5. Benefits and Allowances Companies Often Provide

These aren’t required but many employers offer: 
  • Health insurance or medical coverage 
  • Transportation allowance 
  • Performance bonuses 
  • Mobile phone allowance 
  • Work-from-home allowance 
  • Paid time off above legal minimum 
Offering good benefits helps keep employees happy and reduces turnover. 

6. Payroll Cycle in Malaysia

Most companies pay their employees. Companies need to pay wages by the 7th day of the next month at the latest.  Workers who are part-time or paid by the hour might get paid or every two weeks. 

7. Legal Requirements for Keeping Records

Companies must keep payroll records for at least 7 years, including: 
  • Personal info about employees 
  • Work contracts 
  • Records of when people work 
  • Monthly pay stubs 
  • Details about EPF, SOCSO, and EIS payments 
  • Records of tax taken out (MTD/PCB) 
  • Records of time off 
These records are needed for checks and inspections. 

8. Rules for Final Pay When Someone Leaves a Job

When a worker quits or gets fired, companies need to handle: 
Component  Description 
Last month’s salary  Based on final working days 
Unused annual leave payout  Paid at the ordinary rate of pay 
Benefits and allowances  Any outstanding claims 
Commissions/bonuses  If contractually agreed 
Return of assets  Company laptop, phone, tools, etc. 

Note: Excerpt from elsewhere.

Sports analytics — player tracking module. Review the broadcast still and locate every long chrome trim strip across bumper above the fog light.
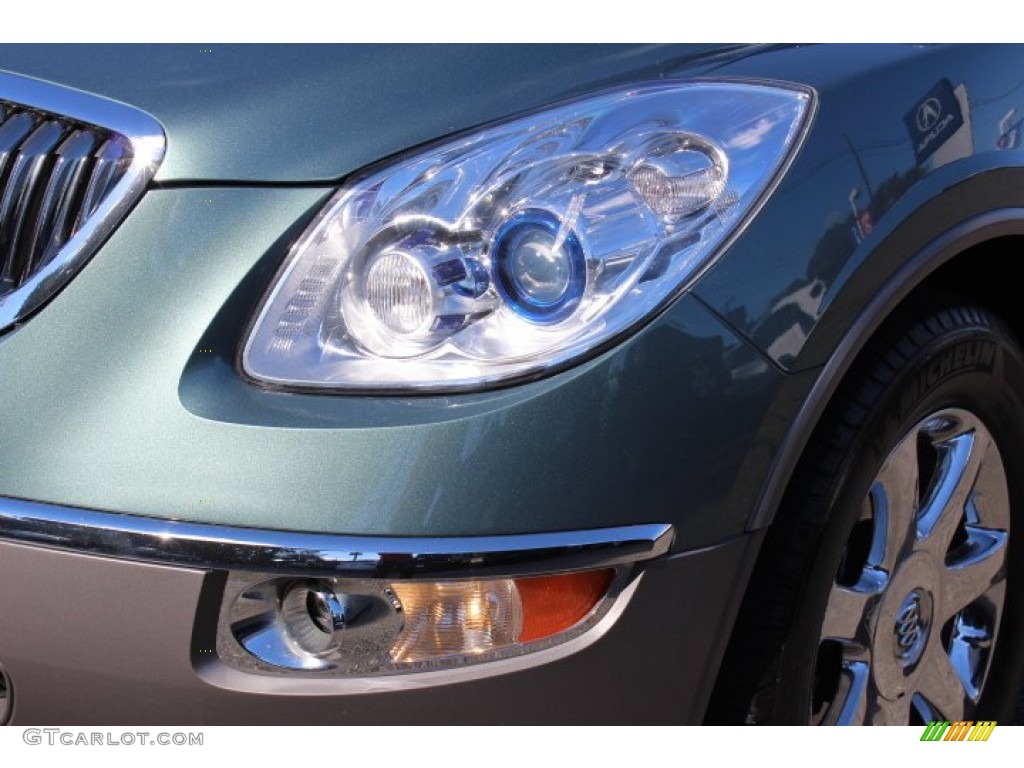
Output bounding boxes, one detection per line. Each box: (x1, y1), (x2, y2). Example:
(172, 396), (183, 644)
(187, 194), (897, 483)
(0, 497), (674, 579)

How To Stay Fully Compliant: Automate Payroll with Info-Tech  

Manual payroll calculation increases the risk of:  
  • Get legal deductions wrong 
  • Pay into funds late 
  • Forget to send in forms 
  • Get fined by EPF, SOCSO or IRBM 
Info-Tech’s Paycheck Software takes care of: 
  • EPF, SOCSO, EIS, MTD/PCB computations 
  • Contribution adjustments in line with current statutory regulations 
  • Creation of payslips 
  • Reporting to authorities 
The system has IRBM approval and meets 2025–2026 standards. 

Conclusion 

Employers must understand payroll deductions in Malaysia. Many statutory bodies tight deadlines and changing rules make manual payroll risky and prone to expensive errors.  A compliant payroll system allows businesses to: 
  • Steer clear of fines 
  • Get monthly deductions right 
  • Keep proper records 
  • Work more 
  • Earn employee confidence 
Info-Tech Payroll Software offers a automated, law-ready solution to help Malaysian businesses stay compliant.  Contact Us For a Free Consultation to Discuss Your Needs 

Frequently Asked Questions:

Which payroll deductions does Malaysia require?

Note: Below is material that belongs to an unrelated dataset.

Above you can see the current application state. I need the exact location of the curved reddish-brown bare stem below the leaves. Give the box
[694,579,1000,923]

Companies must subtract EPF, SOCSO, EIS and Monthly Tax Deduction (MTD/PCB) from workers’ pay.
Companies need to submit payments by the 15th of the next month.
Companies might face fines, penalties, or jail time based on how they break the EPF Act 1991 and SOCSO rules.
Yes. EIS covers all Malaysian workers except house helpers and people 57 and older who are new hires without any previous EIS history.
Most set allowances must be part of EPF unless they’re on the list of exceptions that EPF gives out.